Assembling outside Clifton House at the start of the tour

On Friday, 21st April we had a wonderful congregational visit to Clifton House. Reputedly one of the oldest buildings in Belfast, having been built in 1774, it is actually only five years older than our own church in Dunmurry. But it is a very impressive building featuring its unusual spire which must have towered over Belfast when it was first built and certainly angered the Earl of Donegall who gave the land not expecting a building that would dominate the skyline and overshadow St Anne’s parish church.

Jason Burke, one of our guides, in front of a bust of Mary Ann McCracken

Right from the start it was a much more enlightened institution than its usual name of ‘Poor House’ would indicate. Even the ‘punishment room’ was equipped with a bed, something ordinary inmates of institutions such as the workhouse might not expect in the nineteenth century. Curiously the mostly Presbyterian founders had no hesitation in employing a lottery to set up Clifton House but through that scheme were able to build a Poor House and an infirmary.

I hadn’t realised either that the Belfast Charitable Society (to give it its full name) was set up by Act of Parliament and also had responsibility for the provision of water in Belfast as well as street lighting.

Water pipe made from elm dating from 1809
Early lamp bracket in use in Belfast in the 1770s

Examples of the English Elm which were used as water pipes were on show and such was the importance of this function the Water Commissioners had to make an annual payment of £800 in perpetuity to the Belfast Charitable Society. This still continues to this day with NI Water having taken the place of the Water Commissioners and still being obliged to pay £800 per annum to the Charitable Society.

Cross-section of water pipe

The Society played its part in the development of cotton spinning and weaving in Belfast when machinery was established in the basement of the building for children to work on.

It is an impressive and dignified building, beautifully restored in recent decades and still fulfilling its original function of caring for those in need.

View from the staircase

At the heart of the building is the boardroom, a room which also has a key place in so many aspects of the history of Belfast:

Charity board in the Boardroom

The extensive tour also took us round the Clifton Street graveyard. Another repository of Belfast history.

Sadly the graveyard suffered greatly from vandalism at the start of the Troubles, although its existence was threatened fairly dramatically in its early days when it was frequently targeted by grave robbers and we were told many tales of their nefarious activities over the years.
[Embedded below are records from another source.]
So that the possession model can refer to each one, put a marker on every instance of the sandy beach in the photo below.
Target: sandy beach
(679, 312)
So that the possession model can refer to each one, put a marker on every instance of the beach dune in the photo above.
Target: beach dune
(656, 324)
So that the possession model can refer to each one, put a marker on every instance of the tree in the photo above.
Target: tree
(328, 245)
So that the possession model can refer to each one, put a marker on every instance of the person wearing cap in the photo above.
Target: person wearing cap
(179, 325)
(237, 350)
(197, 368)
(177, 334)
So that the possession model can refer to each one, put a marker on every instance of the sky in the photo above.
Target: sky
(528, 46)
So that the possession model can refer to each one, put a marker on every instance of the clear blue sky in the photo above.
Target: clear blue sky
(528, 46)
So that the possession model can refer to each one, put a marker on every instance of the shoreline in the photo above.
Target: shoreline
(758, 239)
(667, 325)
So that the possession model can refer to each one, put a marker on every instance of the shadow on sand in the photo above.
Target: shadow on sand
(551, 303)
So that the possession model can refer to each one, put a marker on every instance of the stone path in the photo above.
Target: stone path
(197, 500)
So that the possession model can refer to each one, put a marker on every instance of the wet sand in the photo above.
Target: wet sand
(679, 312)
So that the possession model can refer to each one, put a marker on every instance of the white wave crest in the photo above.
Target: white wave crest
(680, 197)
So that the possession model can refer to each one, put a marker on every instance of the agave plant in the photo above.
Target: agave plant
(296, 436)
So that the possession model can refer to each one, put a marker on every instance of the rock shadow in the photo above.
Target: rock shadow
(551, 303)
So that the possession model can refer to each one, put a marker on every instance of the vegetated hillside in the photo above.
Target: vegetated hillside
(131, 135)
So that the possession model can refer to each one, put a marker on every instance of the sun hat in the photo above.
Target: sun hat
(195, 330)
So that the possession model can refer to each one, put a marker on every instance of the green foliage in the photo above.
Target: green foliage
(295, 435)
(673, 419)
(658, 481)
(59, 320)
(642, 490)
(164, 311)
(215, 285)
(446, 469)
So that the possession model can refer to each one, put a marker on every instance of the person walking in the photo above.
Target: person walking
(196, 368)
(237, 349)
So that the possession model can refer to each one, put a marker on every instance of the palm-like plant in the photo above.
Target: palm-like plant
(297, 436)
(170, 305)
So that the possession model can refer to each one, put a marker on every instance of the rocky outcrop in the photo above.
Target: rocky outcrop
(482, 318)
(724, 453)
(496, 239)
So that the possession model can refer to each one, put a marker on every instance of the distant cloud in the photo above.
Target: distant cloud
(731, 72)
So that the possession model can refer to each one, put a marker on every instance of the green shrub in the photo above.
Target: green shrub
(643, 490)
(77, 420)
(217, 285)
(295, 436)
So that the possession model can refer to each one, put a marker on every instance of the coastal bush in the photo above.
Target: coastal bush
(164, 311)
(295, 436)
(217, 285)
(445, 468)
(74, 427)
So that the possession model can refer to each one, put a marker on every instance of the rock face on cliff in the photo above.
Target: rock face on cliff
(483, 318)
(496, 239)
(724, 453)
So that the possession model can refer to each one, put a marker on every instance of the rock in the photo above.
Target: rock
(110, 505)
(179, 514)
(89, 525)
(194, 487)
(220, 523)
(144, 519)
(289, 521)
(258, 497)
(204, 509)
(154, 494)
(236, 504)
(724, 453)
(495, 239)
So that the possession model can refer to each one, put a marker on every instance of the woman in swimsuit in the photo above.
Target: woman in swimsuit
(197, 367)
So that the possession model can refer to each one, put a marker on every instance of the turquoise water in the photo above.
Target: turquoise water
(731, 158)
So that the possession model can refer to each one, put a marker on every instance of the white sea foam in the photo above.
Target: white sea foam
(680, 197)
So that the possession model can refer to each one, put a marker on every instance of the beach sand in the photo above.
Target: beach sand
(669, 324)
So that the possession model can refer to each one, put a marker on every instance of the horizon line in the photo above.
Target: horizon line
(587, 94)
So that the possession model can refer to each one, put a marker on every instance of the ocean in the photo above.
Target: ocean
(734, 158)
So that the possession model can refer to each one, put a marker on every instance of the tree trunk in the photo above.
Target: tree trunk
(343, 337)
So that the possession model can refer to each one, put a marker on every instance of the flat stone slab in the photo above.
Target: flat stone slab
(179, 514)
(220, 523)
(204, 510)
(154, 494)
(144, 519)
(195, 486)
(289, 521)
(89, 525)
Vandalised grave of Robert Haliday

But there is still a great deal there that connects us with Belfast’s past, many of the people buried there being Non-Subscribers. Indeed throughout the tour many of the names we heard who had been associated with Clifton House were members of our denomination.
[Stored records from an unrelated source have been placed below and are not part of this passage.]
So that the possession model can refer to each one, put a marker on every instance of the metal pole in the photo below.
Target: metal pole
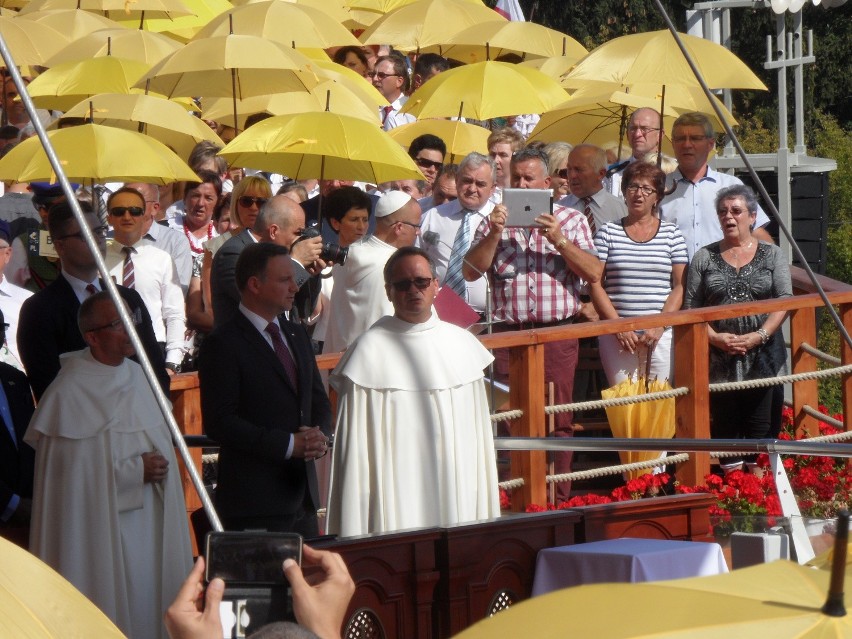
(162, 401)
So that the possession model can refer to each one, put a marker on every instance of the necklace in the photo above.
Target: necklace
(197, 248)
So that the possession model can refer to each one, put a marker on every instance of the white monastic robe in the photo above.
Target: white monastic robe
(358, 298)
(414, 444)
(123, 543)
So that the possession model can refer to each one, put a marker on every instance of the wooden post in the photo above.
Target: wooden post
(806, 392)
(526, 392)
(693, 410)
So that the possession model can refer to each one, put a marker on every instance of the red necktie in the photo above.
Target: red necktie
(283, 353)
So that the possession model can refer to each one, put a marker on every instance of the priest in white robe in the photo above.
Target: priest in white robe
(414, 445)
(108, 506)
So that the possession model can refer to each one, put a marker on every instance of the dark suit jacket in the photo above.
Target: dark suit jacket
(250, 408)
(47, 327)
(16, 462)
(224, 295)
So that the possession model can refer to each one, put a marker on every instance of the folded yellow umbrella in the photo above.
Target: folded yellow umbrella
(96, 153)
(485, 90)
(36, 602)
(64, 85)
(324, 146)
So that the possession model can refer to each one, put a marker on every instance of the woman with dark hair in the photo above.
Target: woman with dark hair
(740, 268)
(644, 262)
(352, 58)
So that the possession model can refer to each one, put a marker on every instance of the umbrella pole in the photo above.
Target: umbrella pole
(834, 606)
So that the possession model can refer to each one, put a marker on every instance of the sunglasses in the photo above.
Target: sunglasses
(247, 202)
(422, 283)
(428, 164)
(119, 211)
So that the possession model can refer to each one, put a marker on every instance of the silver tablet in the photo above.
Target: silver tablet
(524, 205)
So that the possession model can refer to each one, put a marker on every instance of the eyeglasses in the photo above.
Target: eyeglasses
(644, 130)
(645, 190)
(247, 202)
(428, 164)
(422, 283)
(119, 211)
(98, 232)
(382, 76)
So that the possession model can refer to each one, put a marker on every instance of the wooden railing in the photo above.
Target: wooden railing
(691, 352)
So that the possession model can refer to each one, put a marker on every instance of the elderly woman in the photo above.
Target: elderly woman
(737, 269)
(644, 262)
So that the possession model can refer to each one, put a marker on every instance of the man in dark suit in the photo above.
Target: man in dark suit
(263, 401)
(48, 321)
(280, 221)
(17, 459)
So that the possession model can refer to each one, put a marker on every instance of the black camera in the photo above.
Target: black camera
(331, 252)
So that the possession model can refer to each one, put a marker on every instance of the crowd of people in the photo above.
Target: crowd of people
(245, 276)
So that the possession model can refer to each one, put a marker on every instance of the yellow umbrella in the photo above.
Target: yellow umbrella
(322, 145)
(72, 23)
(490, 40)
(66, 84)
(291, 24)
(427, 23)
(30, 42)
(485, 90)
(236, 66)
(114, 8)
(777, 600)
(130, 44)
(337, 97)
(461, 138)
(654, 57)
(554, 67)
(180, 28)
(96, 153)
(162, 119)
(37, 602)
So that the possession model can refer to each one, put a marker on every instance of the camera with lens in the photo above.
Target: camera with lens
(331, 252)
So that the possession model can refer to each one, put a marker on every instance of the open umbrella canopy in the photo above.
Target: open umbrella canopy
(30, 42)
(130, 44)
(526, 39)
(72, 23)
(291, 24)
(324, 146)
(654, 57)
(777, 600)
(485, 90)
(96, 153)
(334, 95)
(64, 85)
(427, 23)
(36, 602)
(461, 138)
(236, 66)
(162, 119)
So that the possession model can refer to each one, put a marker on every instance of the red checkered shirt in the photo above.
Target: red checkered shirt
(530, 281)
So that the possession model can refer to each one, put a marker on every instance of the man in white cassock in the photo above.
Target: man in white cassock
(414, 445)
(108, 508)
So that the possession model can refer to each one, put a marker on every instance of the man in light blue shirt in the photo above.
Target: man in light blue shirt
(691, 204)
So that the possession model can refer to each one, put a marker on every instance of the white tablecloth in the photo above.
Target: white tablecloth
(626, 561)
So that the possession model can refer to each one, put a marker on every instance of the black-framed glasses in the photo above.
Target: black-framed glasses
(423, 163)
(382, 76)
(645, 190)
(247, 201)
(98, 231)
(644, 130)
(422, 283)
(119, 211)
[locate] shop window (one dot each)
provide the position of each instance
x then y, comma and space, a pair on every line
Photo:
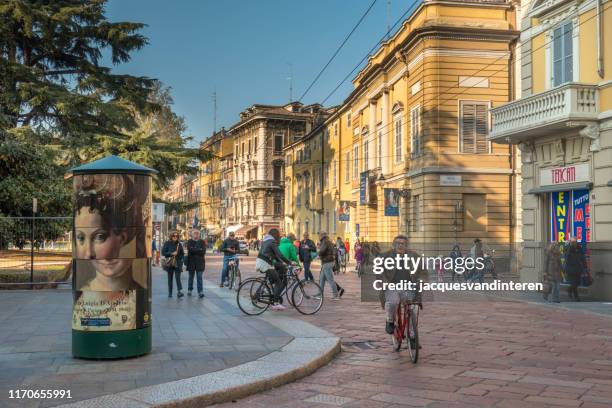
475, 212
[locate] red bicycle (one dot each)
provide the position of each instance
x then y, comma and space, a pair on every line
407, 328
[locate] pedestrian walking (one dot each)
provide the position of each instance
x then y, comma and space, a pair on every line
307, 253
328, 255
196, 251
575, 265
230, 248
173, 254
551, 278
358, 255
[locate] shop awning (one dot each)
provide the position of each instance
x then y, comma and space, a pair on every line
562, 187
Grave of Mary Ann McCracken and possible resting place of Henry Joy McCracken

But in the graveyard we saw the graves of such notables as Dr William Drennan (poet, doctor, educationalist, United Irishman), John Ritchie (who established ship building in Belfast), and Thomas McCabe (who successfully opposed the establishment of a Belfast slave ship company) who were all Non-Subscribers, as indeed was Waddell Cunningham who it was who proposed establishing a slave ship company in Belfast (but who isn’t buried in Clifton Street).

Grave of William Drennan
Grave of John Ritchie
Grave of Thomas McCabe

It was a fascinating tour and we are grateful to our guides for such an interesting and illuminating morning.